Terrorforge commented 1 year ago

I wanna point everyone here to GAME_BALANCE.md, which explains the current (nominal) stance on weapon balance. The short version is that speed and to-hit value are determined from relatively objective factors, and then damage is adjusted to make the DPS fit into certain ranges based on the weapon's type. I see two obvious problems: 1) It creates an absurd situation where a weapon that's faster and/or more accurate must necessarily have lower damage 2) There's not a lot of space between categories. A sword is only 20% more damaging than a knife. A halberd is only about 50% more damaging. And of course these problems are then compounded by the fact that these guidelines aren't always followed. Peruse expected_test_data and you're sure to find some oddities. Many of these are the result of the accuracy overhaul changing the DPS of weapons, and altering the tests to match the new values instead of adjusting the weapons to match the old values because that was a massive ballache., which points to another problem with the DPS metric: there's a lot of overhead. I would certainly welcome some kind of system that works this out in a more objective fashion, like the to-hit calculations.

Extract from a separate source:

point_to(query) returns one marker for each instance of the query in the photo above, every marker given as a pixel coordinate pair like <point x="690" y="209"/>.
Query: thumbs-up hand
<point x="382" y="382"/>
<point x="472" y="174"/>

But it remains an average knife-sized weapon. It makes sense to have that speed. If you increase stam/move cost, that means it simply gets made heavier because the move cost is a function of its weight.

The problem here is that this system itself doesn't make much sense. In as far as "attack speed" is even a real thing, it's not a function of raw weight. A sword and a mace weigh about the same, but the mace is significantly less nimble as a function of its weight distribution - but at this point we're butting up against the fact that two creatures taking turns to deliver one (1) wallop each every 0.X seconds is a fundamentally unrealistic way to represent melee combat in the first place, and I'm not sure what to do about it short of ripping out the entire melee mechanics and replacing them with a round of Street Fighter.

fairyarmadillo commented 1 year ago

The industry has been cargo culting DPS ever since World of Warcraft, and it was only a thing in WoW because they had to come up with a combat system that worked regardless of how bad everyone's latency was. I don't think it has any place here, and trying to use it has steadily worsened the weapon situation since it was implemented (was it right after 0.E?). It's especially troublesome here because it conflicts with the flat damage reduction on armor and has been a contributing factor in the weird ballooning of combat numbers.

I don't think an objective measure of damage is too far out of reach. All we have to do is look at the weapon's primary damage type and make a judgement based on a few factors. Its length, its weight, what sort of weapon it is (improvised, primitive, less-lethal, lethal), and the surface area of the point of impact.

That's not a small job, but it would take us away from using MMO tools to "balance" a single-player game.

Terrorforge commented 1 year ago

Yeah, DPS is kind of an odd measure for this game. Not because it's single-player, but because of how the damage numbers and enemy health line up. You're not whaling on a boss for 20 minutes, you're mostly hitting a zombie 1-3 times (hulks notwithstanding). If you're fighting a monster with 50 health, a weapon that deals 50 damage is twice as good as a weapon that deals 45 damage because it kills in one hit instead of two, but 45 damage is identical to 30 damage because it takes two hits either way. It's a breakpoint game, not a DPS game.